Há uma fragmentação do espaço urbano, mas estes espaços são articulados entre si e com muitos outros territórios que estão fora do âmbito municipal. As redes informacionais e as estruturas de logística estão entre os setores de atividades econômicas mais significativas na influência sobre o tecido urbano. Assim, explicar a cidade contemporânea e seus processos de segregação exige um esforço de olhar para suas estruturas, mas também para seus fluxos de mobilidade (CORRÊA, 2004). Estes fluxos inclusive já fazem parte da agenda de muitos grupos e organizações sociais de reforma urbana, que vão entendendo que a democratização das cidades exige, além da capacidade do Estado em responder às demandas básicas em educação, saúde e segurança, também resposta a demandas relacionadas a cultura, inclusão digital, transporte, meio ambiente e formas de acesso ao controle do território e demais questões contemporâneas.

Esta percepção da segregação urbana associada ao uso do solo e também aos fluxos, num contexto de desenvolvimento capitalista, faz perceber a importância do território como local da política e, sobretudo, que suas formas de organização não estão dissociadas dos contextos mais amplos. Assim, “... é o processo de reprodução

do capital que vai indicar os modos de ocupação do espaço pela sociedade, baseados nos mecanismos de apropriação privada, em que o uso do solo é produto da condição geral do processo de produção da humanidade” (CARLOS, 1992, p. 49).

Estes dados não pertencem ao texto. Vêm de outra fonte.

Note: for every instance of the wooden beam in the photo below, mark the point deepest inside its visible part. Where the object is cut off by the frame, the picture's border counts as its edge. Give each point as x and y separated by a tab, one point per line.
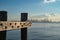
3	17
24	30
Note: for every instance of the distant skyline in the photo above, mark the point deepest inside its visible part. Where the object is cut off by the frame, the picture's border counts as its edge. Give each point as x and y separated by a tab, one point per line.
33	7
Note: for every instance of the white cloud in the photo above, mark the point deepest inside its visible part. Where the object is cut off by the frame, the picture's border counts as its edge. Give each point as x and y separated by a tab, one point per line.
49	1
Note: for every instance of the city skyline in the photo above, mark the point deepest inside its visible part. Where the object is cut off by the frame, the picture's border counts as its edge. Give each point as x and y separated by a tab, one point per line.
32	7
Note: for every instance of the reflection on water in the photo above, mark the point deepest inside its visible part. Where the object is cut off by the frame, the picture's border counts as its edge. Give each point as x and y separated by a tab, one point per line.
38	31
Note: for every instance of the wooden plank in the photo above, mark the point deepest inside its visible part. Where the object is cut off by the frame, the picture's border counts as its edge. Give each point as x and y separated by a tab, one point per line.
24	30
5	25
3	17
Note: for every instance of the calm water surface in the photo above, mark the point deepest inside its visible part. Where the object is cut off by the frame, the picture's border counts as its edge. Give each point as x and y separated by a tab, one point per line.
38	31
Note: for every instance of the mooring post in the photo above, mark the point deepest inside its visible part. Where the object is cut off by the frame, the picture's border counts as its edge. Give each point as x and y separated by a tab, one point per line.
3	17
24	17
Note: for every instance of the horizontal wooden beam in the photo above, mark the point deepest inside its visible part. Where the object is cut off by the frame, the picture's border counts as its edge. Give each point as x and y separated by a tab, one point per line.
5	25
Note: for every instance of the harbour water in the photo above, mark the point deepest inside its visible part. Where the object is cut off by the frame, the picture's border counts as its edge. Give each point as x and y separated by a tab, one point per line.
38	31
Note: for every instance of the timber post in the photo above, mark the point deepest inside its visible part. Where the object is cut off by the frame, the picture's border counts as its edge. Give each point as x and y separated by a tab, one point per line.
3	17
24	17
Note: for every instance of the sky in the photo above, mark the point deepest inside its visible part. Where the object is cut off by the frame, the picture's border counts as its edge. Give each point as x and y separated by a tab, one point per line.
32	7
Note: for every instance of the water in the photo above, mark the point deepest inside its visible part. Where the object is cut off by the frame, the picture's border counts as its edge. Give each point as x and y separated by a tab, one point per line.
38	31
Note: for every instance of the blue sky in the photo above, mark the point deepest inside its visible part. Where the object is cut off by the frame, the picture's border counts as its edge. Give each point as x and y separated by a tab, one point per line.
33	7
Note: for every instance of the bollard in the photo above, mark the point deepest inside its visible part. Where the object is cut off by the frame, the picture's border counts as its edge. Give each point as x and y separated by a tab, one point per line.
3	17
24	30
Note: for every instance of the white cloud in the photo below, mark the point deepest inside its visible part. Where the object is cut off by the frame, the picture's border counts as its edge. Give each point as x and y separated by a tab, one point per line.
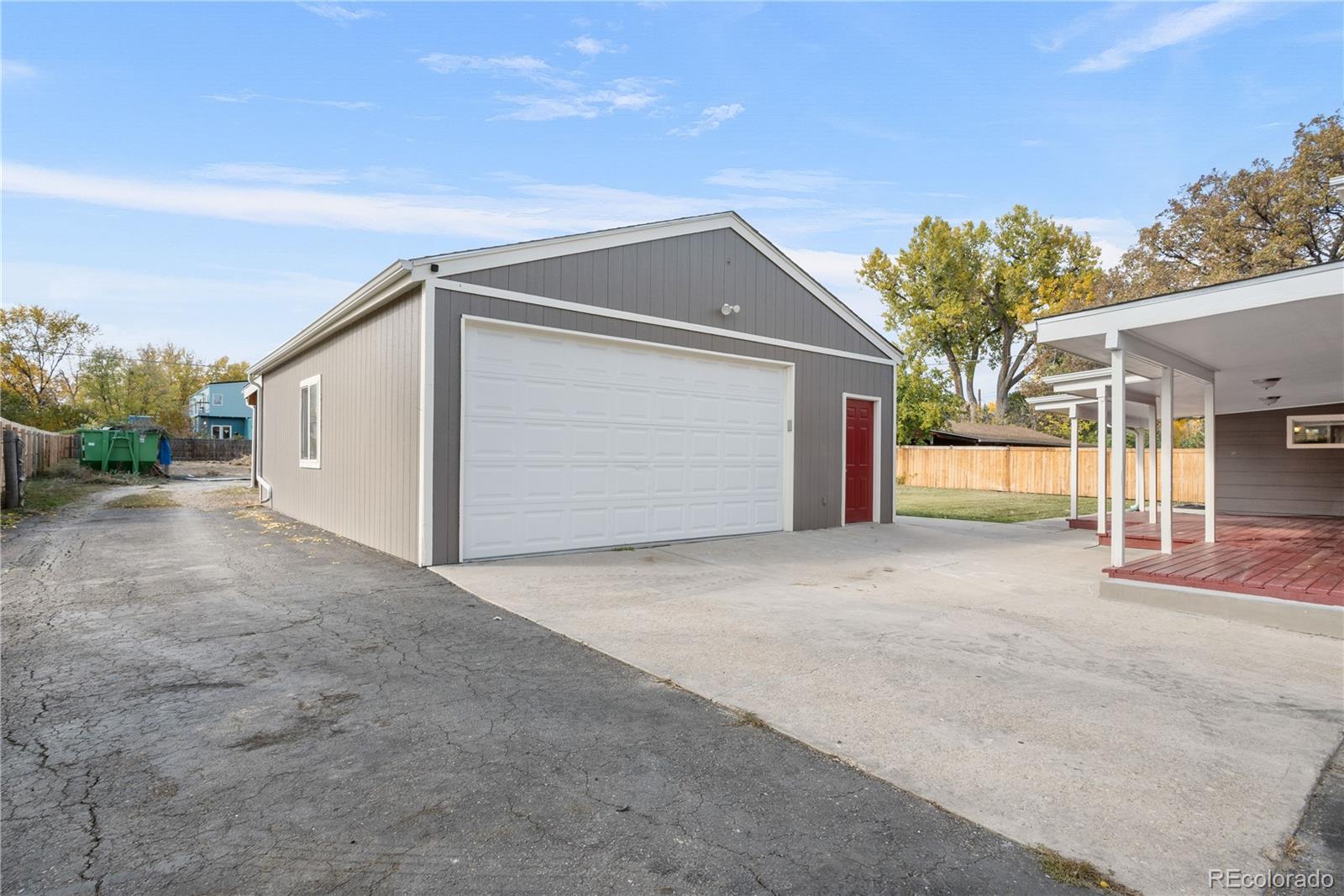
1112	235
1062	36
286	300
339	13
710	120
533	210
1168	31
627	94
790	181
837	271
248	96
591	46
530	67
524	208
15	70
266	174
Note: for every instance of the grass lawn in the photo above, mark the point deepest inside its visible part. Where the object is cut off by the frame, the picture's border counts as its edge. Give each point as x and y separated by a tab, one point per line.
47	492
988	506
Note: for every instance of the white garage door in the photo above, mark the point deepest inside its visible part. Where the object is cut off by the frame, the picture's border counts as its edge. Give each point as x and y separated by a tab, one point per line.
581	443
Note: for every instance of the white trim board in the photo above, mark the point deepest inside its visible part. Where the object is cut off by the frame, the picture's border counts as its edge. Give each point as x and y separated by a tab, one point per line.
521	253
492	291
790	398
403	275
877	452
427	425
1207	301
386	286
312	463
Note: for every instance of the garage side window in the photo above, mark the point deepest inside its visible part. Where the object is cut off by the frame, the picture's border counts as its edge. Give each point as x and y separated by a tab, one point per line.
311	422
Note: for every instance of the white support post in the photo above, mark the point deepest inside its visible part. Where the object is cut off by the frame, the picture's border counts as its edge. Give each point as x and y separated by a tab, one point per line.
1167	399
1152	464
1101	459
1210	510
1073	463
1140	454
1117	457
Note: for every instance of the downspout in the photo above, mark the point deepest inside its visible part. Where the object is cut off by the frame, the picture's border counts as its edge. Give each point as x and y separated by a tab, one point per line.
259	479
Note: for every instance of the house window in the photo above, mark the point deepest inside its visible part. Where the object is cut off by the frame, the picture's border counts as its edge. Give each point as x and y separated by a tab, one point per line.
1316	430
311	422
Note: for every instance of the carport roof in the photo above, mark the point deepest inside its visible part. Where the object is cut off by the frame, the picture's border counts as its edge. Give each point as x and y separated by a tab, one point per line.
1287	325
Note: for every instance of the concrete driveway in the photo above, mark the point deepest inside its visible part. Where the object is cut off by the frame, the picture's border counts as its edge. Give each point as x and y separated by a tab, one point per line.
974	665
205	699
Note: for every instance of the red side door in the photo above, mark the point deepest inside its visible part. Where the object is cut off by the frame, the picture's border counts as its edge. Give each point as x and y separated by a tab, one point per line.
858	461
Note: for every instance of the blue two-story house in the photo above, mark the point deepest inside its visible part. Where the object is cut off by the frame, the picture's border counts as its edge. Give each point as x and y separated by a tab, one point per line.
218	411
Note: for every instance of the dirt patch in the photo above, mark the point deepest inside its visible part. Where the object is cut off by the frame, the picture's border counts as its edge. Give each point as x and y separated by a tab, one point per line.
151	499
212	469
1079	873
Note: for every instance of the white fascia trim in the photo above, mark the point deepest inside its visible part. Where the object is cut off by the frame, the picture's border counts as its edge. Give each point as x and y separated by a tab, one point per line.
427	423
1207	301
383	288
1090	378
491	291
537	250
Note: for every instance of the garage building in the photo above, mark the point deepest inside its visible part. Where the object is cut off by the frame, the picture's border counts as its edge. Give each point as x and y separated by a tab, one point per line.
645	385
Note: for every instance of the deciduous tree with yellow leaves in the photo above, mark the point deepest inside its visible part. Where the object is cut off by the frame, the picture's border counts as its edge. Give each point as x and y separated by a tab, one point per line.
965	293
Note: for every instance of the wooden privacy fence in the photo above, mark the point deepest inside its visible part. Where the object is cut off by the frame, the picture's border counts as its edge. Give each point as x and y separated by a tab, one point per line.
210	449
1039	470
40	449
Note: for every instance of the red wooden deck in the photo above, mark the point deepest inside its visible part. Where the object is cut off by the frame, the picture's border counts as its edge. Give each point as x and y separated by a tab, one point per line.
1278	557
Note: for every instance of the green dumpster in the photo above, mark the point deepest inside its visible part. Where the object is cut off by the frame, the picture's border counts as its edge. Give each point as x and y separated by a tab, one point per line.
120	449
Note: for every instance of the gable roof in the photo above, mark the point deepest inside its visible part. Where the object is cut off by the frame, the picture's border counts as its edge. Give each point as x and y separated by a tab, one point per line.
402	275
998	434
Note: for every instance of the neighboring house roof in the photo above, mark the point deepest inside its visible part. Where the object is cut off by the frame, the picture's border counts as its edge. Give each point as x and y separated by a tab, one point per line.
405	275
996	434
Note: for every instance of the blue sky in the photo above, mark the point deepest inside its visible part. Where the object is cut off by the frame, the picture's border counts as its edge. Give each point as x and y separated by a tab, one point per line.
219	175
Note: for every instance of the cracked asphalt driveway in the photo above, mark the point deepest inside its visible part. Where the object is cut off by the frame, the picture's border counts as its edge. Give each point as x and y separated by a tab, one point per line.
213	700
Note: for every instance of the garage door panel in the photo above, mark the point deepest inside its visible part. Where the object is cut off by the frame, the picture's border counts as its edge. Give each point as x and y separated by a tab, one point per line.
591	402
544	439
571	443
591	441
544	398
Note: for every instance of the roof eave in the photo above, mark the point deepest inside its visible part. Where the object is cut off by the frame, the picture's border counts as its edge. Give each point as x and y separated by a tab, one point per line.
385	285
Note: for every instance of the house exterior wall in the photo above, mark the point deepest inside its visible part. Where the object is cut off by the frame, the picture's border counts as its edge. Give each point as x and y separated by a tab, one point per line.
367	488
1258	473
819	380
685	278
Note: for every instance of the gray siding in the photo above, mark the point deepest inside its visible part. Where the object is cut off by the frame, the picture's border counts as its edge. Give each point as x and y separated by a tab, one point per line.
369	485
685	278
1258	473
819	383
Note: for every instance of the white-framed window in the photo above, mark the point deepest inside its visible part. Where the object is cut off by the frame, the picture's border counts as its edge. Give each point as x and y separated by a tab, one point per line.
1316	430
311	422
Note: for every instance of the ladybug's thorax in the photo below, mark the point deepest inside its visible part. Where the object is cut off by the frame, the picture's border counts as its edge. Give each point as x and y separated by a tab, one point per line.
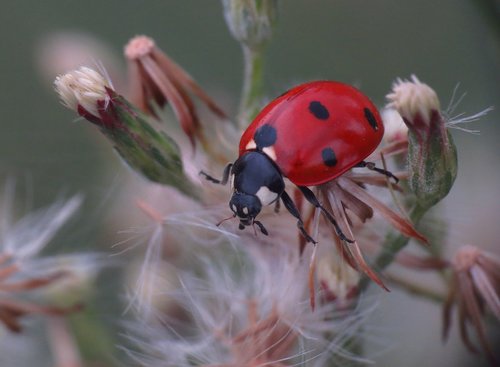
256	181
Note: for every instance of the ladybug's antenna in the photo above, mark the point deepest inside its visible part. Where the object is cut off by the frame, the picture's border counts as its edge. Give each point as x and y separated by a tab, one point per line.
261	227
222	221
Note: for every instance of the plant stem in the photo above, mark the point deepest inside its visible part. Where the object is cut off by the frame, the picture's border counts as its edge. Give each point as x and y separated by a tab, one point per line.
253	84
417	289
393	244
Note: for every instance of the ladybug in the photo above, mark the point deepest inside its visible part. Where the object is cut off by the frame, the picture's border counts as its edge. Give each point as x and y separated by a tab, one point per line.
311	134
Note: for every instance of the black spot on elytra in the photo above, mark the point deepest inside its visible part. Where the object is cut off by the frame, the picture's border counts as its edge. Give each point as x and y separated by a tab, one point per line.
371	119
318	110
265	136
329	157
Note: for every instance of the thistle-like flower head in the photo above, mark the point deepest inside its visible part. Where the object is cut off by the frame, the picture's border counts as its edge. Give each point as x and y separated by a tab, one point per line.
82	89
475	289
432	154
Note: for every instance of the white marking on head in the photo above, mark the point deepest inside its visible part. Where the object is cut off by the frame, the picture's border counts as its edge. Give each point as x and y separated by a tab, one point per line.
231	181
266	196
251	145
270	152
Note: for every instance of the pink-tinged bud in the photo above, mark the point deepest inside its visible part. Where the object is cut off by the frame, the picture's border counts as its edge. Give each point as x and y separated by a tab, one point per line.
155	79
395	130
145	149
475	291
83	89
338	280
432	155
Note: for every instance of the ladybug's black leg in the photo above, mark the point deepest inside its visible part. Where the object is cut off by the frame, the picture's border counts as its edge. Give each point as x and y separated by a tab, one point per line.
289	204
225	175
309	195
371	166
261	227
277	206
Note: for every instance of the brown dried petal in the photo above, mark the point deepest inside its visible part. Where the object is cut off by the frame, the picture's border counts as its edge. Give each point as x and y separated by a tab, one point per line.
353	248
483	285
398	222
181	110
176	72
448	309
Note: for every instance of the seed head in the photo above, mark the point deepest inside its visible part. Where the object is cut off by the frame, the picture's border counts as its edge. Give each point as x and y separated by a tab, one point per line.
82	88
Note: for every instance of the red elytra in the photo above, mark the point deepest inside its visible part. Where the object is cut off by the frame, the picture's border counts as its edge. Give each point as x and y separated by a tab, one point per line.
316	131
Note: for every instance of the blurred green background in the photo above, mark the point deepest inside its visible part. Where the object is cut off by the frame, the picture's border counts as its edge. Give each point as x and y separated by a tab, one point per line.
367	43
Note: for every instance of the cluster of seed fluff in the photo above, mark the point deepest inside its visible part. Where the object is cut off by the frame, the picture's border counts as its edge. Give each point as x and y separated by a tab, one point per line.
83	87
412	98
244	309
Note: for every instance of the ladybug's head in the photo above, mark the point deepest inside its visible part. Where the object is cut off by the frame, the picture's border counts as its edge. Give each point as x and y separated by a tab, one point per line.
246	207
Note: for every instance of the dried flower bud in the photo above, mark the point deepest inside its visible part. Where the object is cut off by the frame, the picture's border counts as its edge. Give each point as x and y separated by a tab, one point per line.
154	77
432	155
475	289
251	21
82	88
148	151
395	129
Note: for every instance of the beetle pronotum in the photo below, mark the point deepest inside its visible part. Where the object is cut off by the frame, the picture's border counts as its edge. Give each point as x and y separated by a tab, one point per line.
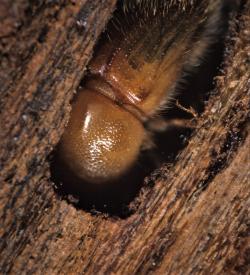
132	76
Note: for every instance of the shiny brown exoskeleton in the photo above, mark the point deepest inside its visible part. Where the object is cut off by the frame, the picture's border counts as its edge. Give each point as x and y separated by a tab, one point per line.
132	76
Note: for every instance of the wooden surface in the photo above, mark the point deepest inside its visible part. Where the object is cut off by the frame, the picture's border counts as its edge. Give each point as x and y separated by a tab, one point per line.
190	218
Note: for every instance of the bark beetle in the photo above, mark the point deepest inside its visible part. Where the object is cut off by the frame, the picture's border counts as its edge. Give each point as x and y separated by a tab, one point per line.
190	218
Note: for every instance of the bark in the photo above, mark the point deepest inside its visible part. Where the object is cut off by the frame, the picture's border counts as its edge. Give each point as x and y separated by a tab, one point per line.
190	218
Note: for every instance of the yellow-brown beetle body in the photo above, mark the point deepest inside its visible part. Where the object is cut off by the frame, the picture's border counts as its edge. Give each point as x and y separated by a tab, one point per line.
132	76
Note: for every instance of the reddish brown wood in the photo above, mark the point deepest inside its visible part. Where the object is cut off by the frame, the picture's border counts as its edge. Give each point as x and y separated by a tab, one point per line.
190	218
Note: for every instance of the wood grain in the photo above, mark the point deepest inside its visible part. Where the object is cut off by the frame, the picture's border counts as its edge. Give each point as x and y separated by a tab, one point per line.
190	218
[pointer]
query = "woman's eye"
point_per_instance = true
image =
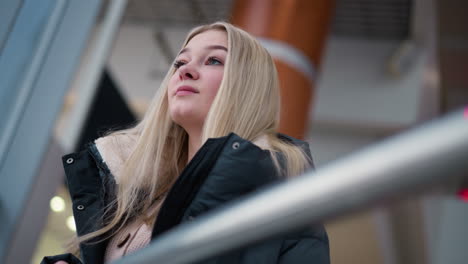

Afinal, por mais que atualmente se trabalhe com processos de dissolução e lógicas de flexibilidade, algo que também atinge as relações de territorialidade, pois os pontos estáveis de referência vão gradativamente desaparecendo (Beck, 2002), os territórios ainda estão aí para serem conquistados, espoliados e seus habitantes segregados. Como sublinha David Harvey,

A acumulação de capital sempre foi uma ocorrência profundamente geográfica. Sem as possibilidades inerentes da expansão geográfica, da reorganização espacial e do desenvolvimento geográfico desigual, o capitalismo há muito tempo teria deixado de funcionar como sistema econômico político (HARVEY, p. 195).

Assim, compreender o território a partir de suas relações de poder que se constroem em múltiplas escalas, é pensá-lo a partir de suas contradições. Haesbaert (2015) demonstra como, simbolicamente, território pode significar abrigo, lar e segurança, mas etimologicamente está associado à palavra terror, terrorismo. Ibáñez (1994) comenta que território viria do “jus territiri” que seria o direito, no Código Justiniano, de se espoliar a terra dos traidores do Estado ou outros membros da elite, que caídos em desgraça por disputas intestinais de poder, têm suprimida a vida e as possibilidades futuras de manter poder através da propriedade da terra.

As cidades são o local no qual estes conflitos, com suas múltiplas possibilidades de segregação, mais fazem aparecer o terror. Mas são, também, palco das múltiplas esperanças. A segregação das populações urbanas empobrecidas, como se verá adiante, expõe com precisão estes processos.